This seems to be a old problem but I've recently hit with this in a very
random way (I'm using numpy 1.6.1). There seems to be a ticket (1239)
but it seems the issue is unscheduled. Can somebody tell me if this is
fixed?
In particular, it makes for a very unstable behavior when you try to
reference something from a string array and pickle it across the wire. For
example:
In [1]: import numpy
In [2]: a = numpy.array(['a', '', 'b'])
In [3]: import cPickle
In [4]: s = cPickle.dumps(a[1])
In [5]: cPickle.loads(s)
---------------------------------------------------------------------------
TypeError Traceback (most recent call last)
/auto/cnvtvws/wlee/fstrat/src/<ipython-input-5-555fae2bd4f5> in <module>()
----> 1 cPickle.loads(s)
TypeError: ('data type not understood', <type 'numpy.dtype'>, ('S0', 0, 1))
Note that if you reference a[0] and a[2], it would work, so you're in the
case where sometimes it'd work but sometimes it won't. Checking for this
case in the code and work around it would really be a pain.

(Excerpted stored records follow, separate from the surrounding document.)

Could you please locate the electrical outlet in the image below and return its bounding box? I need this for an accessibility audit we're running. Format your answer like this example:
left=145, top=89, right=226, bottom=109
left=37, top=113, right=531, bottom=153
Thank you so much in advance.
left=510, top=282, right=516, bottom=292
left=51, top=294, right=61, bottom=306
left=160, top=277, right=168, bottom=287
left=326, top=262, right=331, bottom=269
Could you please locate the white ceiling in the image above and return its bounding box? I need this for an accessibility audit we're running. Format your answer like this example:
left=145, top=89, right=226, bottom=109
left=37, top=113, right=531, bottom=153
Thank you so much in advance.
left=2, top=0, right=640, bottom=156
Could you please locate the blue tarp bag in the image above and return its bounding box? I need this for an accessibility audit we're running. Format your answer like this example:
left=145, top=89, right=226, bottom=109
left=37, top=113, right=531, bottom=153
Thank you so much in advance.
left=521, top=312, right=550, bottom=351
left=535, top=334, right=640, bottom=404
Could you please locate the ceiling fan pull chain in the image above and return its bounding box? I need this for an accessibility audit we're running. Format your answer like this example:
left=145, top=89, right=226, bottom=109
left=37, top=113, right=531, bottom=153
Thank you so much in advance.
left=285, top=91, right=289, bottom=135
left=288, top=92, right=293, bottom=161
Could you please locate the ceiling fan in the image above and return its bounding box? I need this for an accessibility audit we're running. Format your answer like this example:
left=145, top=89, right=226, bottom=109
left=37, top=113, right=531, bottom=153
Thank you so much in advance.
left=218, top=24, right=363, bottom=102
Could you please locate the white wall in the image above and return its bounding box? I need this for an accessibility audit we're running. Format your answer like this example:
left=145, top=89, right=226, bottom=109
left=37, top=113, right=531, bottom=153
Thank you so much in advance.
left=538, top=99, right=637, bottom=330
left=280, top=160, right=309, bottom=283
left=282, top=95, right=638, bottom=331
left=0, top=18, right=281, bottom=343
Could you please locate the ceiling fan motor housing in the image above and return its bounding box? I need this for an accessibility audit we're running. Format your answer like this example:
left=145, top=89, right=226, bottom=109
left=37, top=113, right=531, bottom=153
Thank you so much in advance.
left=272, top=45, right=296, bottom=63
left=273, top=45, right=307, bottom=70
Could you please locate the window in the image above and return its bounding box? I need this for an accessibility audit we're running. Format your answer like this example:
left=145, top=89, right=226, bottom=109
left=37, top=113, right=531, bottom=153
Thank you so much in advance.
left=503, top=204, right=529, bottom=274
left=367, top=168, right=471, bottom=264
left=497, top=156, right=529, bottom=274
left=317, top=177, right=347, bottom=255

On Thu, Sep 24, 2009 at 7:03 PM, David Warde-Farley <dwf@cs.toronto.edu>wrote:
> On 23-Sep-09, at 7:55 PM, David Warde-Farley wrote:
>
> > It seems that either dtype(str) should do something more sensible than
> > zero-length string, or it should be possible to create it with
> > dtype('|
> > S0'). Which should it be?
>
>
> Since there wasn't any response I went ahead and fixed it by making
> str and unicode dtypes allow a size of 0 when constructed with
> protocol type codes. Either S0 and U0 should be constructable with
> typecodes or they shouldn't be allowed at all; I opted for the latter
> since a) it was simple and b) I don't know what a sensible default for
> dtype(str) would be (length 1? length 10?).
>
> Patch is at:
>
> http://projects.scipy.org/numpy/ticket/1239
>
> Review away!
>
> David